When studying the chapter of Matrix in school mathematics, who might have guessed that this rectangular representation of numbers is what AI is hunting for. For better intuition of how a matrix deals with Machine Learning, let’s say you have 'm' number of features of an object that you want your Machine Learning algorithm to look, for classifying that object as either 'A' or 'B’. If we represent these features as a column vector, then we say that this vector is one - dimensional column matrix containing features that will classify our model into either of above mentioned categories. Now, can we classify an unknown object into a category by looking at just one feature example? The concept is pretty straight forward here. We need, maybe thousands of similar features that identify the object as either being 'A' or 'B’. Let’s extend the number of columns to 'n’ each containing the features of object. Now, we have a data matrix, say 'A’, of order m x n having each column as a feature vector and rows as the training examples.

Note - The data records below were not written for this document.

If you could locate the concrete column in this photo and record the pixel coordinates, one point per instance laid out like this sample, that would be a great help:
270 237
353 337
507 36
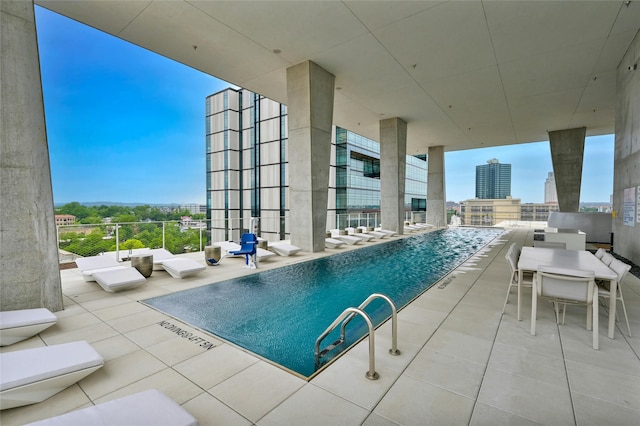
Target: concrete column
393 165
626 160
29 267
310 115
567 152
436 195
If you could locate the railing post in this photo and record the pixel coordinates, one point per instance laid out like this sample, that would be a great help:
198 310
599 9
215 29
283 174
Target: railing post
350 312
394 320
117 241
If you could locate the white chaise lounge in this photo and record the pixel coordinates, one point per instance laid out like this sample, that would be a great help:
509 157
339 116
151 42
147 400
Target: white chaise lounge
332 243
33 375
364 237
19 325
283 248
119 279
389 232
176 266
150 407
378 234
228 246
89 265
347 239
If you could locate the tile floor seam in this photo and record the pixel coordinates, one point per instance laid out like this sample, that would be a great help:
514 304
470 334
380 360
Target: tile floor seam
566 372
604 401
403 371
226 405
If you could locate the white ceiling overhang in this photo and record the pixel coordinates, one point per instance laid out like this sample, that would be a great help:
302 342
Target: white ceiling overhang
463 74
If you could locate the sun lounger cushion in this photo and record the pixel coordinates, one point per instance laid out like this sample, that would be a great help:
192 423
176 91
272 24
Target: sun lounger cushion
28 366
332 243
93 264
349 239
150 407
119 279
22 324
159 256
284 249
180 267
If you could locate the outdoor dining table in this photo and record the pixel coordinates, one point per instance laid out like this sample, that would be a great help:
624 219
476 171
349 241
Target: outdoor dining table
532 257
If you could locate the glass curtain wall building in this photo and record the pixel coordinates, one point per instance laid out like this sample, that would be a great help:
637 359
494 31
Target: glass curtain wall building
246 149
493 180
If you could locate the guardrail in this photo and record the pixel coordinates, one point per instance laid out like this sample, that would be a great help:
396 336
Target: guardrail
179 236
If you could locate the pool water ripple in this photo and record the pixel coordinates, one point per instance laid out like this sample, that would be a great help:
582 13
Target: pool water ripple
278 314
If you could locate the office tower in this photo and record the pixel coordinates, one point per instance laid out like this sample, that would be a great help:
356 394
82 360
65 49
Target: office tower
246 169
493 180
550 193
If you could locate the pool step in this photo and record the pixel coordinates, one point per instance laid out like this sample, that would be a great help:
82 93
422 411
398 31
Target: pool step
330 347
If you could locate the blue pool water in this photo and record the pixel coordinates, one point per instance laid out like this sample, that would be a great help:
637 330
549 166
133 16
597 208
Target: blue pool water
278 314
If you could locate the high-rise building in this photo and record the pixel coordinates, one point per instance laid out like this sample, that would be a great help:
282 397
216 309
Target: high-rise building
247 163
493 180
550 193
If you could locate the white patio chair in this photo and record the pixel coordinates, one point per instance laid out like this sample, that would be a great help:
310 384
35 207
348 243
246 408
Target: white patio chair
621 269
566 286
607 258
512 259
550 244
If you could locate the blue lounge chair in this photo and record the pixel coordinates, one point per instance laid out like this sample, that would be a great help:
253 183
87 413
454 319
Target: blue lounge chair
248 247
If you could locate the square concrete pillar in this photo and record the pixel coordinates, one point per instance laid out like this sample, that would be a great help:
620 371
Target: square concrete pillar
310 116
436 195
567 152
30 271
393 165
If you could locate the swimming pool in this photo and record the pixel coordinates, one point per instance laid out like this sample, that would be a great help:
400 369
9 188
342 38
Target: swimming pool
278 314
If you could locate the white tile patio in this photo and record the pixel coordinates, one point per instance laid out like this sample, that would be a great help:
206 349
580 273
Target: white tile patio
461 361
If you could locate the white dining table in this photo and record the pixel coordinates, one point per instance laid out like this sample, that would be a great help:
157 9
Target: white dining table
532 257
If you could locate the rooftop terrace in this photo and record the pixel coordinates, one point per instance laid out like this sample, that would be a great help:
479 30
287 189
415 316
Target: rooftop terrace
462 361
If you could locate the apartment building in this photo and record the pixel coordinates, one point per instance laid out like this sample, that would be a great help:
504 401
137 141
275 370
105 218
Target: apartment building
246 146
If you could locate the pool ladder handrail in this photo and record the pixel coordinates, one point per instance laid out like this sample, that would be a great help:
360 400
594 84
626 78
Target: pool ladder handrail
346 316
394 320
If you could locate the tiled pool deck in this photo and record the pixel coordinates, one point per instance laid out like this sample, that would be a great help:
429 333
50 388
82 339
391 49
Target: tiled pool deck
462 361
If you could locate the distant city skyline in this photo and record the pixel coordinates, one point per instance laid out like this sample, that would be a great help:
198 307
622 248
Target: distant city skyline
126 125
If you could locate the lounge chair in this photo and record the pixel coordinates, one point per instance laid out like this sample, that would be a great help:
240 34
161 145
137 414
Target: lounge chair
125 254
119 279
89 265
347 239
376 234
386 231
33 375
283 248
332 243
22 324
248 249
176 266
227 247
364 237
150 407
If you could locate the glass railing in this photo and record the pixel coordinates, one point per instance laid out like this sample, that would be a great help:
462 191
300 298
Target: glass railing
189 236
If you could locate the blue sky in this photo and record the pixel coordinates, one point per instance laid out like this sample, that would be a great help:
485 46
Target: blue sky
127 125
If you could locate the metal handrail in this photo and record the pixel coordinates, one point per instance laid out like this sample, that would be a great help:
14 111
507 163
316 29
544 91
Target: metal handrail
394 320
371 373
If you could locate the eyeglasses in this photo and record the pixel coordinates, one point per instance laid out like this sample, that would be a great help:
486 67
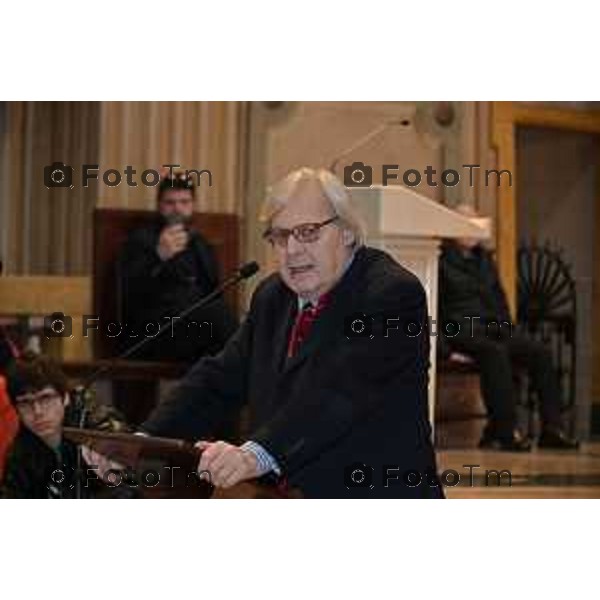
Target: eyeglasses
43 400
304 233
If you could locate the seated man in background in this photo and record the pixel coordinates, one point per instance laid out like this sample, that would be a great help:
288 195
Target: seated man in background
165 268
39 455
470 294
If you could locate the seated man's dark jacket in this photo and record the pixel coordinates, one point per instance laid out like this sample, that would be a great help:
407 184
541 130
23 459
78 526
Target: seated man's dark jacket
469 286
338 401
151 289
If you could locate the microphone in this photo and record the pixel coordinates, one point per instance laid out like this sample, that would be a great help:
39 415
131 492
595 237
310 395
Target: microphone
244 272
367 138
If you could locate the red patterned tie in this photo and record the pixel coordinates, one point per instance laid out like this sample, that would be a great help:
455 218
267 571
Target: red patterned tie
304 320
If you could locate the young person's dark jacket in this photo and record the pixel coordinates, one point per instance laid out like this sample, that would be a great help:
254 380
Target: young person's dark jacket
34 470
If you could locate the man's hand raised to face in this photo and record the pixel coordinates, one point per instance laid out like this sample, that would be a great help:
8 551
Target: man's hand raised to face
226 463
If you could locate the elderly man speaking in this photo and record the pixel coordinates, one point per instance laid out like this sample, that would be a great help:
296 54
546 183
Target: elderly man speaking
335 381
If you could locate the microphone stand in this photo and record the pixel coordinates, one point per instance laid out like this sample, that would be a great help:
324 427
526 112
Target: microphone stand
79 392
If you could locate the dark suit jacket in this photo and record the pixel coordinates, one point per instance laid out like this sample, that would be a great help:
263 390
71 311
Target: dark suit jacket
338 401
470 286
152 289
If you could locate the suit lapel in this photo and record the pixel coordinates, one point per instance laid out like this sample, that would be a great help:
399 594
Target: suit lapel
283 331
331 320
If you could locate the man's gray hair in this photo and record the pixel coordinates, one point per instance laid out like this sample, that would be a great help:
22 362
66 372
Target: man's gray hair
334 190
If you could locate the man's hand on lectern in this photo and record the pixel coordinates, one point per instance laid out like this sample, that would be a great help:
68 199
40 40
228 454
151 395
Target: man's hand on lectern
226 463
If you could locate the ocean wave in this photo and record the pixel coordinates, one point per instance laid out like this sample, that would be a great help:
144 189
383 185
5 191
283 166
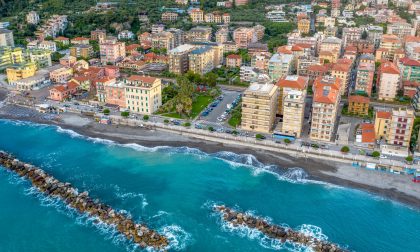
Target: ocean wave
234 160
178 238
253 234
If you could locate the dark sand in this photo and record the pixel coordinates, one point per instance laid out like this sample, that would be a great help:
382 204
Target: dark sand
316 169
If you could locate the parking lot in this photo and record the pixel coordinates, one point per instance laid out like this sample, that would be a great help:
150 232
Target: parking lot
217 111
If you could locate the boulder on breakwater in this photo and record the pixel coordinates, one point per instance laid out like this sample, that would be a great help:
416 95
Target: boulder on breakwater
47 184
275 231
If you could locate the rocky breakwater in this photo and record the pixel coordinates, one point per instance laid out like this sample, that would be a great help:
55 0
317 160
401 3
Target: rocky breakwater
47 184
275 231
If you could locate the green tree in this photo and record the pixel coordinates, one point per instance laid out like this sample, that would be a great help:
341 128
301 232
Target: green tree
376 154
345 149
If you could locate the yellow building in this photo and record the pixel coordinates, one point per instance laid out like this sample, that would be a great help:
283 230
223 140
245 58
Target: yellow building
382 120
304 26
197 16
293 113
358 105
20 71
143 94
259 103
201 60
9 56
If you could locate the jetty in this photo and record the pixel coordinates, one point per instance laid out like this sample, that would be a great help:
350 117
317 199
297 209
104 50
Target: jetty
274 231
50 186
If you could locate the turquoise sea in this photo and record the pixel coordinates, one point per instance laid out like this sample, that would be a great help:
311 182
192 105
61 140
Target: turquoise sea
173 189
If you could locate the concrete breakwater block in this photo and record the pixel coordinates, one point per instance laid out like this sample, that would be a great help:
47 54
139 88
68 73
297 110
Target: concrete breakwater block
50 186
274 231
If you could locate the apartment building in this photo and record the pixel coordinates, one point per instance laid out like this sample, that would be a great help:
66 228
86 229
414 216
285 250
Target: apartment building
325 106
399 132
52 27
293 113
47 45
201 60
243 36
169 16
260 61
6 38
178 35
304 26
98 35
32 18
410 69
112 51
143 94
342 70
179 58
10 56
222 35
331 44
388 81
248 74
389 43
233 61
382 120
287 84
61 75
364 79
400 29
81 51
197 16
358 105
163 40
198 34
20 71
259 103
280 65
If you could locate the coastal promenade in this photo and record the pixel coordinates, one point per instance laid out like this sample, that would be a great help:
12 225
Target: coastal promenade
249 142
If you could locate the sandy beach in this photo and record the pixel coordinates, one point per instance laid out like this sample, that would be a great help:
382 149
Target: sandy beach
396 187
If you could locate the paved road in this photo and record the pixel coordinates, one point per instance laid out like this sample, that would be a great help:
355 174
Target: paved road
229 97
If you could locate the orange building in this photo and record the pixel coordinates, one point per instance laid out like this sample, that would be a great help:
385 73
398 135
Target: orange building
358 105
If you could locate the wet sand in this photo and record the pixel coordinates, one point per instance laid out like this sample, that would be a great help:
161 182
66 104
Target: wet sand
392 186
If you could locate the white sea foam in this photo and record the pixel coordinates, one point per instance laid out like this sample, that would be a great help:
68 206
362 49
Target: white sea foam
178 238
253 234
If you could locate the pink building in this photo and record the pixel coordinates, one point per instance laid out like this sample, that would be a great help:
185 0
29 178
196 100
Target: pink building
115 94
244 36
112 51
64 91
233 60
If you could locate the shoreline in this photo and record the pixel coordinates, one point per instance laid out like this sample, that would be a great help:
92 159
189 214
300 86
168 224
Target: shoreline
395 187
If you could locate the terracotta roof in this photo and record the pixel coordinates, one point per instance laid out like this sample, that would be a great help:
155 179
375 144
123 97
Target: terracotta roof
284 50
389 68
359 99
132 47
79 39
146 79
383 114
390 38
322 96
233 56
61 38
409 62
368 132
291 82
317 68
410 38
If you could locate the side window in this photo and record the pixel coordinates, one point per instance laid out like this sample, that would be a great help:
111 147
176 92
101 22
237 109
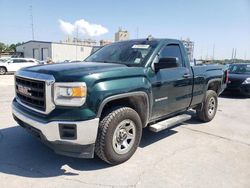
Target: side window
172 50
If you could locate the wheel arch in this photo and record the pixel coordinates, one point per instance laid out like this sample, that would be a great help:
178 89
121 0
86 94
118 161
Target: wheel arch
138 101
215 85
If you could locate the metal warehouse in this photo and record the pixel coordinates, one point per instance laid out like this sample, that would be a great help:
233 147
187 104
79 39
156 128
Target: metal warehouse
42 50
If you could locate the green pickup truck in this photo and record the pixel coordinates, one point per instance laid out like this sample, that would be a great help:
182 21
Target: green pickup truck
100 106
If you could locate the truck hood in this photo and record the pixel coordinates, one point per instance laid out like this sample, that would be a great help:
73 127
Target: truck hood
72 72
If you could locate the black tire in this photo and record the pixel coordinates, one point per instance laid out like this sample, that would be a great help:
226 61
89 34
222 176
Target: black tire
208 111
3 70
104 148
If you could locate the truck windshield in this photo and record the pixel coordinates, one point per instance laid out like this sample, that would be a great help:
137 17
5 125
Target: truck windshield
239 69
131 53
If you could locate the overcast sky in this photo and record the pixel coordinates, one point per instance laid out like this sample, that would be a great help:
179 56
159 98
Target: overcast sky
224 24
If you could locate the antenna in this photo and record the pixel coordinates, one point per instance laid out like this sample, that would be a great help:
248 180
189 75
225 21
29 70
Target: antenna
31 19
213 51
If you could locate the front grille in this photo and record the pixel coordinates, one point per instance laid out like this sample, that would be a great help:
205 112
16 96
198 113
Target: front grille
31 92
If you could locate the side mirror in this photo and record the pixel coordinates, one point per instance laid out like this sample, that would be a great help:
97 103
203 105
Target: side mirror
166 63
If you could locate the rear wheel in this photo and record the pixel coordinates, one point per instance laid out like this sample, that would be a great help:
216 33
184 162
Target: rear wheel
3 70
209 107
119 135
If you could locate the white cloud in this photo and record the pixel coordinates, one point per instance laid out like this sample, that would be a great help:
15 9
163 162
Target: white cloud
83 27
66 27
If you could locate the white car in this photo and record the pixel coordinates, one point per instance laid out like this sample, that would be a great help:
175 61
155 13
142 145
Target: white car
14 64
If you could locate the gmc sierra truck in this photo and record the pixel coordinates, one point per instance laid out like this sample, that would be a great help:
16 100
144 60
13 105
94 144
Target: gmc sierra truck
100 106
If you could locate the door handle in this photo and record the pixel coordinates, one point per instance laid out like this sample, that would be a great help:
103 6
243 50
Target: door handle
186 75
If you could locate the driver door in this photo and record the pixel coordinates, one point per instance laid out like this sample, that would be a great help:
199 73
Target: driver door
172 87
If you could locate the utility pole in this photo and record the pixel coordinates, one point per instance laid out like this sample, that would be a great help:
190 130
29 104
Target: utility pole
32 24
235 53
76 40
232 58
137 32
213 51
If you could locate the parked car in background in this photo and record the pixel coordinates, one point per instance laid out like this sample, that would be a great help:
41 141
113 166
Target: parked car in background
239 79
14 64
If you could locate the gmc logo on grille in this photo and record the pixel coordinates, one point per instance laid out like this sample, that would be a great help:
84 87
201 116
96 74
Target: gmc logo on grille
24 90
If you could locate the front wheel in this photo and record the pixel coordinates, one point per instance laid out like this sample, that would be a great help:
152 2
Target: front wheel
119 135
209 107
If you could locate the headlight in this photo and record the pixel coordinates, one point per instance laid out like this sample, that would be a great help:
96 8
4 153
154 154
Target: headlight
247 81
70 93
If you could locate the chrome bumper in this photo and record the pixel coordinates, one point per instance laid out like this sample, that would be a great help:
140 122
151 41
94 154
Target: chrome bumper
86 130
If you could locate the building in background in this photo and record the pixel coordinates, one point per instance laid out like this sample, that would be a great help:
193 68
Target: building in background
58 52
121 35
189 45
105 42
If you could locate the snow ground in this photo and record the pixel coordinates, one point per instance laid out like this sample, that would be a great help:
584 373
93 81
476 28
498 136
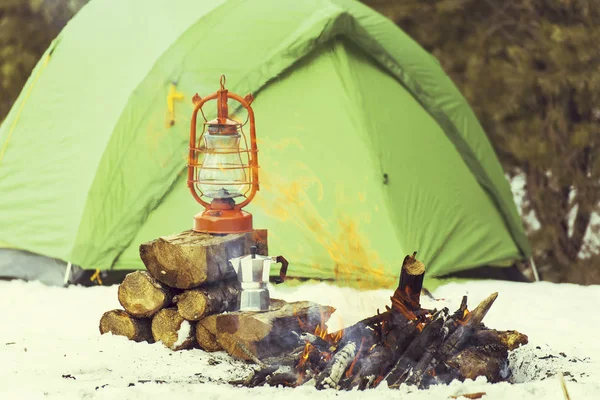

For instance, take a shallow neural network having only one hidden layer as our classifier and the hidden layer comprises of four neurons. One of the feature columns, say ‘x’, containing x1,x2,x3 .. upto xm is picked from the matrix and we initialize a radom matrix 'w' of order 4 x m which is called the weight matrix. The dot product of weight matrix and the column vector is added to another randomly initialized matrix 'b' known as bias. Note that the dimensions of‘b’ are (4,1) because the resultant matrix of dot product of w(4,m) and x(m,1) has the dimensions (4,1). The resultant matrix, say 'a’, is passed into an activation function (preferably sigmoid function in case of a shallow network) that maps each element of matrix to the function. The sigmoid function binds every element within the range [0,1]. Notice that there does not exist any vertical asymptote of this function.
The work we did so far looks pretty much like this
The same procedure is repeated in the next layer of the network that finally classifies the features into one of the classes. The output can be processed with softmax function which distributes the outputs on the basis of probabilities. The mean absolute error is calculated in prediction and then the backpropagation algorithm comes into play to make the neural network learn.
Conclusion
It seems that the definition 'rectangular representation' holds good in Machine Learning as well. The matrix is one of the most important concept required in the field of linear algebra that contributes towards Machine Learning.